The payoff. Let users define new operators:

```
operator @ pow right 13
2 @ 3 @ 2
```

This defines `@` as a right-associative operator at precedence 13, bound to the `pow` function. Then `2 @ 3 @ 2` computes `2^(3^2) = 2^9 = 512`.

Add statements for operator definition:

```rust
terminals {
    // ...
    LEFT, RIGHT,
}

assoc = LEFT => left | RIGHT => right;

stmt = OPERATOR BINOP IDENT assoc NUM => def_op
     | add_expr SEMI => print;
```

`LEFT` and `RIGHT` are unit terminals — no payload.

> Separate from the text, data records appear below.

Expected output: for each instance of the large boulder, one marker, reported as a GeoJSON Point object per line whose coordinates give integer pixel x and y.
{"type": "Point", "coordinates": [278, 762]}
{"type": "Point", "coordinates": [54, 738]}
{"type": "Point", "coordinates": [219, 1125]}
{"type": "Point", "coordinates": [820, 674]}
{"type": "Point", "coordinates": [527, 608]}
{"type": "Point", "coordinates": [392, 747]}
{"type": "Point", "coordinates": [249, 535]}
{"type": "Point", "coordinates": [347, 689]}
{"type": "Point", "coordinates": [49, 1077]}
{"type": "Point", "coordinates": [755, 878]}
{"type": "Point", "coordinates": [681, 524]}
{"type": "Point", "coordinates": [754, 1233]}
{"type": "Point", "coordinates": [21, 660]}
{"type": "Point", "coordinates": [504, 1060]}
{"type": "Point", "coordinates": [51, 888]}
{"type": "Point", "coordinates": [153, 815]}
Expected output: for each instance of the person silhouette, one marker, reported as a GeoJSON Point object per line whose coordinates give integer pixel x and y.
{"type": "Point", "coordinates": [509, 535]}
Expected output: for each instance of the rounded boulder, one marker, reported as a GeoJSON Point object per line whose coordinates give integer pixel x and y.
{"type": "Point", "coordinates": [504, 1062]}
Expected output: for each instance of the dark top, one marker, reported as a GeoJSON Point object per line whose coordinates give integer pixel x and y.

The `Reducer` impls return the precedence constructor:

```rust
type Assoc = fn(u8) -> Precedence;

impl Reducer<calc::Assoc<Self>> for Eval {
    fn reduce(&mut self, node: calc::Assoc<Self>) -> Result<fn(u8) -> Precedence, ParseError> {
        Ok(match node {
            calc::Assoc::Left => Precedence::Left,
            calc::Assoc::Right => Precedence::Right,
        })
    }
}

impl Reducer<calc::Stmt<Self>> for Eval {
    fn reduce(&mut self, node: calc::Stmt<Self>) -> Result<(), ParseError> {
        match node {
            calc::Stmt::DefOp(op, func, assoc, prec) => {
                if let BinOp::Custom(ch) = op {
                    self.custom_ops.insert(ch, OpDef { func, prec: assoc(prec as u8) });
                }
                Ok(())
            }
            calc::Stmt::Print(e) => { println!("{}", e); Ok(()) }
        }
    }
}
```

The terminals distinguish left from right. The actions provide the behavior.

This shows the power of trait-based semantics: `type Assoc = fn(u8) -> Precedence` uses a function type as the associated type. You're not limited to simple data — any Rust type works.

Now the lexer needs to see this table. This is **lexer feedback** — information flowing from parser back to lexer.

The parse loop makes it natural:

```rust
let mut parser = calc::Parser::<Eval>::new();
let mut actions = Eval::new();

loop {
    // Lexer sees the current custom_ops table
    match tokenizer.next(&actions.custom_ops)? {
        Some(tok) => parser.push(tok, &mut actions)?,
        None => break,
    }
}
```

The lexer consults `custom_ops` to get precedence for unknown single-character operators:

```rust
fn next(&mut self, custom_ops: &HashMap<char, OpDef>) -> Option<Token> {
    // ...
    if s.len() == 1 {
        let ch = s.chars().next().unwrap();
        let prec = custom_ops.get(&ch)
            .map(|d| d.prec)
            .unwrap_or(Precedence::Left(0));
        return Some(Token::Binop(BinOp::Custom(ch), prec));
    }
}
```

An unknown operator gets precedence 0 (lowest) until defined. Once defined, subsequent uses get the registered precedence.

## The Complete Picture

We've built:

1. **Basic arithmetic** with cascading grammar
2. **Statements** for interactive use
3. **Runtime precedence** to collapse the cascade
4. **Variables** with lvalue/rvalue distinction
5. **Unary operators** including dual-role `*` and `&`
6. **Precedence-carrying non-terminals** to unify binary operators
7. **Postfix expressions** for calls and indexing
8. **User-defined operators** with lexer feedback

The final grammar is ~40 lines. It handles the full C11 expression syntax plus user-defined operators. The grammar is clean because precedence lives in tokens, not grammar structure. Lexer feedback works because you control the parse loop.

See `examples/c11_calculator.rs` for the complete implementation.